Les gouvernements d’Asie centrale ont de nombreuses possibilités d’adapter leurs traités d’investissement à leurs besoins individuels dans le contexte du développement durable. En conséquence, les TBI ne peuvent plus être conçus de manière isolée, mais doivent également être harmonisés avec les ODD grâce à l’utilisation d’exceptions et de réserves. De plus, des accords bien rédigés peuvent aller au-delà de la seule réalisation de leurs objectifs inhérents en utilisant une approche ascendante avec la participation du public plutôt qu’une approche descendante.

Conclusion

D’une manière générale, le programme des ODD suggère que l’investissement étranger et le développement durable sont des alliés étroitement liés qui peuvent se renforcer l’un, l’autre. Le développement durable exige un développement économique axé sur le bien-être de tous les individus, sans pour autant mettre en péril les intérêts des générations futures. Entre-temps, la définition du contenu du développement durable s’est avérée être une question complexe et très contestée.

La crise des TBI a déclenché un vaste processus de réforme visant à concilier d’un seul coup la promotion et la protection des investissements avec le développement durable. La conclusion de TBI axés sur le développement durable est une option politique judicieuse pour les pays d’Asie centrale face aux défis du développement durable. En l’état, cependant, les lacunes en matière de développement durable dans les TBI d’Asie centrale sont importantes, et des efforts significatifs doivent être déployés pour veiller à aller au-delà de l’inclusion de déclarations dans le préambule afin de relever les défis de la région.


Auteure

Aida Bektasheva, doctorante, Université de Miskolc et experte indépendante en droit de l’investissement en Asie centrale


Notes

[1] Par exemple les normes de protection des investissements (NPF, TJE, expropriation, droit de réglementer, clauses relatives au règlement des différends).

[2] Aldiyarova, A. (2019). BIT planning for Central Asia: The problem of negotiations and definitions. https://www.transnational-dispute-management.com/journal-advance-publication-article.asp?key=1777

[3] Voir, par ex., Eco Oro Minerals Corp. c. Colombie, Affaire CIRDI n° ARB/16/41, Décision sur la compétence, la responsabilité et directives quant au quantum (9 septembre 2021) ; Alschner, W. (2022). Investment arbitration and state-driven reform: New treaties, old outcomes. Oxford University Press.

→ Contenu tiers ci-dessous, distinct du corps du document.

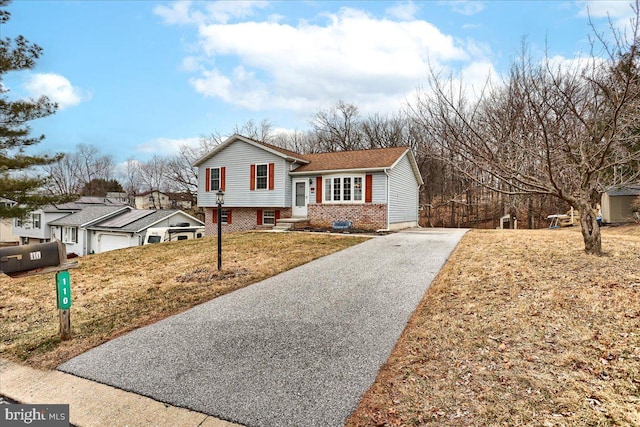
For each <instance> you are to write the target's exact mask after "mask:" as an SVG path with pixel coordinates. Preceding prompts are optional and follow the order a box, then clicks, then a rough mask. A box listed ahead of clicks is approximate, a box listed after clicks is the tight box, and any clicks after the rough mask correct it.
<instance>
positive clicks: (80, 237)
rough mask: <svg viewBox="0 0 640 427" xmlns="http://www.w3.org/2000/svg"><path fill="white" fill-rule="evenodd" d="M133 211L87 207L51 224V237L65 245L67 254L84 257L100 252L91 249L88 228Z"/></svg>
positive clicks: (122, 209)
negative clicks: (108, 219)
mask: <svg viewBox="0 0 640 427" xmlns="http://www.w3.org/2000/svg"><path fill="white" fill-rule="evenodd" d="M132 210H133V208H132V207H130V206H87V207H85V208H84V209H82V210H81V211H79V212H76V213H73V214H71V215H67V216H65V217H63V218H60V219H57V220H55V221H52V222H50V223H49V225H50V226H51V237H52V238H55V239H57V240H60V241H61V242H62V243H64V244H65V245H66V248H67V253H75V254H77V255H80V256H82V255H86V254H90V253H94V252H98V251H96V250H95V249H94V248H91V247H90V237H91V236H90V235H89V231H88V230H87V227H88V226H90V225H92V224H94V223H97V222H100V221H104V220H106V219H108V218H111V217H114V216H116V215H118V214H121V213H124V212H130V211H132Z"/></svg>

[4] CNUCED, Navigateur des Accord internationaux d’investissement, https://investmentpolicy.UNCTAD.org/international-investment-agreements/countries/206/tajikistan

[5] Voir, par exemple, Centerra Gold Inc. et Kumtor Gold Company c. la République Kirghize, Affaire CPA n° 2007-01/AA278.

[6] Sattorova, M. (2015). International investment law in Central Asia: The making, implementation and change of investment rules from a regionalist perspective, Journal of World Investment & Trade 16, 1089–1123.